I did this Puppet setup for a small fleet of desktop computers (Linux-based developer laptops and project manager laptops) with The Foreman as a management interface, a few years ago. (I held a talk about it at PyCon Italia in 2018, video in the description, the last third explains the setup.) With NixOS and the impermanence setup this could go mainstream.** Obviously, everyone using it must understand what it entails. But I take this as a given. Let’s put the option in a section of “Advanced use cases” – just like “Select your partitioning scheme manually” – and everyone selecting it will understand that this is for nerds that are dogmatic about standards.

**) What I mean by that is that the users (think: managed setup) can setup new machines with a few clicks themselves, just like they did the self-service reinstalling with a single click and a reboot on the Puppet+Foreman setup (note thepower button in the screenshot below).

Envisioned Setup

This is what an example setup could look like in the installer:

  1. Partitioning like described in the “Erase your darlings” blog post.
  2. NixOS configuration in a Git (example) repository, cloned in an appropriate place for a multi-user setup.
  3. User management via NixOS configuration (as a starting point, to be replaced by LDAP auth, later).

Not every person is the same, not every family is the same. We’re talking about a managed setup for a (small) office, if you want so. We’re on the same side, but you might want to install the machines yourself, while I want everyone to be empowered and take responsibility.

Note that this is not what I said. I said that if you are at a level where you could successfully use impermanence, you do not have any use for the graphical installer. This argument doesn’t care whether the installer is graphical or not; the installer part is what this is about.
All the installer does is create a basic partition setup and then templates you a basic NixOS config based on a few GUI choices. If you are at a level where you could successfully manage an impermanence setup, you will already have a NixOS config and have no need for the installer’s templating.

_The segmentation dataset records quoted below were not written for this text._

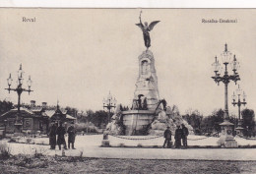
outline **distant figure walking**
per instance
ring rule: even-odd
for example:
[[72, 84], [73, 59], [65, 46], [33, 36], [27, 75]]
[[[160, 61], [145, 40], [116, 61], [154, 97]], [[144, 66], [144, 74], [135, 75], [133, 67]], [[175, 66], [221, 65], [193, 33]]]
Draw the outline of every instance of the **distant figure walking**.
[[70, 148], [70, 144], [72, 145], [72, 148], [76, 149], [74, 146], [75, 138], [76, 138], [76, 129], [74, 127], [74, 122], [71, 123], [71, 126], [68, 128], [68, 147]]
[[66, 134], [66, 130], [62, 126], [62, 122], [59, 123], [59, 127], [56, 130], [56, 134], [58, 135], [57, 144], [59, 145], [59, 149], [61, 149], [61, 145], [64, 145], [64, 148], [67, 149], [67, 144], [64, 137]]
[[49, 132], [50, 149], [55, 149], [55, 146], [56, 146], [56, 130], [57, 130], [56, 123], [52, 123], [50, 132]]
[[188, 129], [185, 127], [184, 124], [182, 124], [181, 127], [182, 127], [181, 128], [181, 130], [182, 130], [182, 137], [181, 137], [182, 145], [183, 145], [184, 147], [187, 147], [187, 136], [188, 136], [189, 132], [188, 132]]
[[175, 131], [175, 147], [179, 148], [181, 146], [181, 137], [182, 137], [182, 130], [180, 129], [180, 126], [177, 126], [177, 129]]
[[165, 140], [164, 140], [162, 147], [164, 148], [165, 145], [167, 144], [167, 148], [170, 148], [171, 147], [171, 131], [169, 130], [169, 126], [167, 126], [167, 129], [164, 131], [163, 136], [164, 136]]

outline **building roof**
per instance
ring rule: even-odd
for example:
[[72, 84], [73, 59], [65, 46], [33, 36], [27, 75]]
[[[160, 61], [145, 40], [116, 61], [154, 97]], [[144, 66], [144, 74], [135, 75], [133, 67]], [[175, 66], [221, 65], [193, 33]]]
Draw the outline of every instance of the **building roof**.
[[[31, 110], [29, 110], [27, 108], [24, 108], [24, 107], [21, 107], [20, 111], [21, 111], [21, 114], [26, 114], [26, 115], [30, 115], [30, 116], [33, 116], [33, 117], [38, 117], [39, 116], [39, 115], [36, 115], [33, 112], [32, 112]], [[7, 111], [6, 113], [2, 114], [0, 116], [0, 118], [8, 116], [9, 114], [16, 114], [17, 112], [18, 112], [18, 108], [11, 109], [11, 110]]]

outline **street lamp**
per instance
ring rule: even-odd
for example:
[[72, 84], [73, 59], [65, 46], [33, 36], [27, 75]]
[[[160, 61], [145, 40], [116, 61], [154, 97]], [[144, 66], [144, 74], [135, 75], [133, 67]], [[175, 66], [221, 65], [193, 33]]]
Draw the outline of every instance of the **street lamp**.
[[4, 134], [4, 137], [6, 137], [6, 126], [7, 126], [7, 120], [4, 120], [4, 127], [5, 127], [5, 134]]
[[[237, 95], [236, 95], [237, 94]], [[241, 105], [243, 104], [245, 106], [245, 104], [247, 104], [247, 102], [245, 101], [246, 99], [246, 95], [245, 95], [245, 92], [242, 91], [242, 89], [240, 88], [240, 86], [238, 85], [238, 87], [236, 88], [236, 94], [235, 92], [233, 92], [233, 95], [232, 95], [232, 99], [233, 99], [233, 106], [237, 105], [238, 106], [238, 126], [237, 128], [235, 129], [237, 131], [237, 134], [240, 135], [240, 133], [242, 132], [243, 128], [241, 127], [242, 125], [242, 119], [241, 119], [241, 110], [240, 110], [240, 107]], [[242, 95], [242, 101], [240, 99], [240, 96]], [[237, 101], [236, 101], [236, 98], [237, 98]]]
[[31, 76], [29, 77], [29, 80], [27, 81], [29, 89], [23, 88], [23, 81], [24, 81], [23, 75], [24, 75], [24, 71], [23, 71], [22, 64], [21, 64], [20, 69], [18, 71], [17, 87], [15, 88], [11, 88], [13, 79], [12, 79], [12, 75], [10, 74], [9, 78], [7, 79], [8, 88], [5, 88], [9, 91], [9, 93], [11, 90], [17, 91], [17, 93], [18, 93], [18, 114], [16, 116], [16, 121], [15, 121], [14, 125], [17, 126], [19, 133], [21, 132], [21, 127], [23, 125], [23, 121], [21, 119], [21, 108], [20, 108], [21, 107], [21, 94], [23, 91], [28, 91], [29, 94], [31, 93], [31, 91], [32, 91], [31, 89], [32, 83]]
[[111, 113], [111, 109], [115, 108], [116, 106], [116, 99], [112, 97], [110, 91], [105, 98], [103, 98], [103, 108], [106, 108], [108, 110], [108, 115], [107, 115], [107, 121], [108, 123], [110, 122], [110, 113]]
[[[237, 70], [239, 68], [239, 63], [236, 60], [235, 55], [233, 55], [233, 60], [230, 62], [232, 54], [227, 50], [227, 44], [224, 44], [224, 51], [221, 54], [223, 63], [224, 65], [224, 72], [222, 75], [222, 67], [219, 63], [217, 57], [215, 57], [215, 62], [213, 63], [213, 68], [215, 72], [215, 76], [212, 77], [214, 81], [220, 85], [220, 82], [224, 84], [224, 122], [220, 125], [222, 126], [222, 136], [218, 142], [220, 145], [224, 145], [226, 147], [237, 146], [237, 143], [233, 140], [232, 136], [232, 126], [233, 124], [229, 122], [228, 116], [228, 106], [227, 106], [227, 86], [230, 81], [233, 81], [235, 84], [240, 80]], [[230, 64], [231, 70], [233, 72], [232, 75], [228, 75], [227, 65]]]

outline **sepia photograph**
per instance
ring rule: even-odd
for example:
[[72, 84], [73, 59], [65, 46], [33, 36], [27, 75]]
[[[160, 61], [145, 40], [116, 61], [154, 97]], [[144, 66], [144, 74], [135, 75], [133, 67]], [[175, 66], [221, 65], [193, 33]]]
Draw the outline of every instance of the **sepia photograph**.
[[256, 173], [255, 16], [0, 8], [0, 173]]

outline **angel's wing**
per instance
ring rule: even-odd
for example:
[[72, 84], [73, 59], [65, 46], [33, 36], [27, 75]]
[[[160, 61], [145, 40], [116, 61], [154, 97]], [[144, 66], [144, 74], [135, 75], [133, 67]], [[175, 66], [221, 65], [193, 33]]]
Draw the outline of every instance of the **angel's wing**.
[[150, 30], [152, 30], [153, 28], [154, 28], [158, 23], [160, 23], [160, 21], [152, 22], [152, 23], [150, 24], [150, 26], [149, 26]]
[[141, 29], [143, 29], [143, 28], [144, 28], [143, 24], [141, 24], [141, 23], [136, 24], [136, 26], [138, 26], [139, 28], [141, 28]]

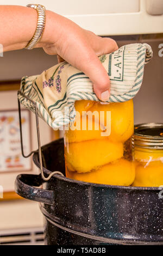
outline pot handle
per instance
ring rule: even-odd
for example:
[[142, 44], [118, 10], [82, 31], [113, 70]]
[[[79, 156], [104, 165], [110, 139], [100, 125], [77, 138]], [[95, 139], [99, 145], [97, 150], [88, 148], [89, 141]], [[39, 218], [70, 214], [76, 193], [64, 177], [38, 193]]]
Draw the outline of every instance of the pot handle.
[[40, 174], [20, 174], [15, 180], [15, 190], [18, 194], [24, 198], [53, 205], [54, 192], [36, 187], [44, 182]]

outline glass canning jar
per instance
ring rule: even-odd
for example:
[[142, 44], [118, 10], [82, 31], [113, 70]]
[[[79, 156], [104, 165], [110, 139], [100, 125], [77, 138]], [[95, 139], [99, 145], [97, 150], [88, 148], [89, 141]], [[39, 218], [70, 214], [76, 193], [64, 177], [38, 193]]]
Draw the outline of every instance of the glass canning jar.
[[76, 101], [75, 109], [75, 121], [64, 134], [66, 176], [130, 185], [135, 174], [133, 100], [106, 104], [82, 100]]
[[151, 123], [135, 126], [136, 166], [134, 186], [163, 185], [163, 124]]

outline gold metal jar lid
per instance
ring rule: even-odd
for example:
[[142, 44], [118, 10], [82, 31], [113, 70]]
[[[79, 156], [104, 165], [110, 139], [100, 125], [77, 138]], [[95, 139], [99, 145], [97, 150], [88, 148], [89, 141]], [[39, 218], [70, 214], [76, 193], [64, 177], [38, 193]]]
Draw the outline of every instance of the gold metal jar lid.
[[149, 149], [163, 149], [163, 124], [148, 123], [134, 127], [135, 146]]

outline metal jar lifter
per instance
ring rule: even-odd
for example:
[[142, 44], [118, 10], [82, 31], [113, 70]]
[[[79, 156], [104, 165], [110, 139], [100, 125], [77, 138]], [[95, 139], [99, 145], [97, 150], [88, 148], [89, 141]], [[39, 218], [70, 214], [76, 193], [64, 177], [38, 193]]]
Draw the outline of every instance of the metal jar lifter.
[[[66, 178], [64, 141], [40, 147], [37, 109], [32, 103], [39, 149], [29, 155], [33, 153], [41, 174], [18, 175], [15, 190], [25, 198], [40, 202], [46, 221], [46, 243], [163, 245], [161, 187], [109, 186]], [[23, 154], [19, 101], [18, 107]]]

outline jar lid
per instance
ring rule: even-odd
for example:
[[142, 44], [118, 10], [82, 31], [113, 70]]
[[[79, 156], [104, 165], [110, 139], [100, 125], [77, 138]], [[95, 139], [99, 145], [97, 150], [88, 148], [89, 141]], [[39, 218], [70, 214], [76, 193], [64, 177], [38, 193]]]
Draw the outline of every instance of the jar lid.
[[135, 125], [135, 146], [163, 149], [163, 124], [148, 123]]

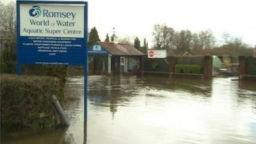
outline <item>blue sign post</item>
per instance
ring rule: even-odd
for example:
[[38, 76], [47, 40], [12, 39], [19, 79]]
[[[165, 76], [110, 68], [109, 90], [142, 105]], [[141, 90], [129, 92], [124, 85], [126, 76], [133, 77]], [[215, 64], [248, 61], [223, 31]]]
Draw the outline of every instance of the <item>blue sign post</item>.
[[18, 75], [20, 65], [84, 67], [87, 119], [88, 3], [83, 1], [17, 1]]

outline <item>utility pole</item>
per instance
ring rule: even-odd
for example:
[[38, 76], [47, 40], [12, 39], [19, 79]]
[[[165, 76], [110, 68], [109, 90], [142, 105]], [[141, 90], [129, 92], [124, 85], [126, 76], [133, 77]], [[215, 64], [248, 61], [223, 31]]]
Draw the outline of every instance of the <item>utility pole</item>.
[[256, 58], [256, 44], [254, 45], [254, 57]]

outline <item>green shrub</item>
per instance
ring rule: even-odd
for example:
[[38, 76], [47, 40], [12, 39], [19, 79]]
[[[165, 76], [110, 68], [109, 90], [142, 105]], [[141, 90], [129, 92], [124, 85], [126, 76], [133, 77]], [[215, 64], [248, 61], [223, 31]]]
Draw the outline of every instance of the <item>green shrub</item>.
[[[1, 122], [26, 128], [52, 127], [51, 96], [60, 95], [53, 77], [1, 75]], [[49, 115], [39, 118], [40, 113]]]
[[185, 74], [201, 74], [202, 67], [198, 65], [175, 65], [174, 72]]

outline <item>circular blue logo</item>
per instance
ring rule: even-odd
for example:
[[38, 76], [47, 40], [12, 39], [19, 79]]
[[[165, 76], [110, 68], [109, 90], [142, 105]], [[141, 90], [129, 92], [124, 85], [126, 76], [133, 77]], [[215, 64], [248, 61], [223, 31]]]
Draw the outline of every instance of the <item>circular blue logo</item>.
[[37, 18], [41, 15], [41, 8], [38, 6], [33, 6], [29, 11], [29, 15]]

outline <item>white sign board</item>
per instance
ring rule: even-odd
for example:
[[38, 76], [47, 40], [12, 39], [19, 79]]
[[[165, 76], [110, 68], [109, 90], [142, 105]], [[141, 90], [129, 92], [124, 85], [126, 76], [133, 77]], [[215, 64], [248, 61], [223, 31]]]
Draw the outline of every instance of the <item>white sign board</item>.
[[20, 36], [83, 38], [84, 6], [20, 4]]
[[150, 50], [148, 51], [148, 58], [166, 58], [166, 50]]

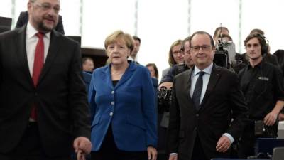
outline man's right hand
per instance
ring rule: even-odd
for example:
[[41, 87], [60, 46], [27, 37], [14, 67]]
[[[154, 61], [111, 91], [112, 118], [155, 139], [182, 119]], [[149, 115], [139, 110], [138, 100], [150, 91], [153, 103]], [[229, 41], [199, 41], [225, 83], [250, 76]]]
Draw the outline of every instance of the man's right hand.
[[178, 160], [178, 154], [170, 155], [168, 160]]
[[168, 90], [171, 87], [173, 87], [173, 82], [163, 82], [159, 85], [159, 89], [160, 89], [161, 87], [165, 87]]

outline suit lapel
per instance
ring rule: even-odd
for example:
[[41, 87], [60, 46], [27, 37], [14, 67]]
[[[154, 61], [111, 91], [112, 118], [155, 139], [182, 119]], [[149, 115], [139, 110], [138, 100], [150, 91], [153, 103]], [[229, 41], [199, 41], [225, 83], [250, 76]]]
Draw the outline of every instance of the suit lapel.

The problem you’re also ignoring here is that the hard part of impermanence is figuring out what state to keep, not the initial installation. The installer simply cannot solve that problem. Its job is to bootstrap a NixOS installation for those who have never had a NixOS installation, not provide a means to continually configure an existing NixOS system.

Besides, it’s not like switching to an impermanent setup is a big change to an existing NixOS system really. You can trivially transform an existing NixOS system into an impermanent one by changing 3 settings:

  1. Make fileSystems."/" a tmpfs
  2. Mount your root filesystem (containing /nix/) somewhere else (e.g. /persist/)
  3. Bind-mount the Nix store subdir of your persistent storage (e.g. /persist/nix/) to /nix/

It’s also trivial to transform back by simply rolling back your config.

This is already possible using Disko. It can create a USB stick that, upon boot, formats the machine’s disk and installs your NixOS config of choice onto them.

If you like to live dangerously, it can even do this without requiring a single user input.

The problem is that if they cannot even install the machine themselves with an impermanence setup, they will also not be able to continually manage an impermanence setup successfully.
I am again not saying this to gatekeep but because they require the same baseline of experience.

The initial setup is the easy part of an impermanence setup. You cannot “empower” someone by throwing them into a system that you have made to have a special quirk where you have solved none of the actually hard problems introduced by said quirk.
Experienced users or people who like to figure stuff out can solve these problems. To anyone else, it will not be user-friendly or empowering in any way.

Can’t comment about Erase your Darlings, but building full immutable disk images is pretty straightforward: NixOS Manual. I do this for all my systems, so I can test them in an emulator before deploying + boot them off USBs when hard drives fail / when traveling.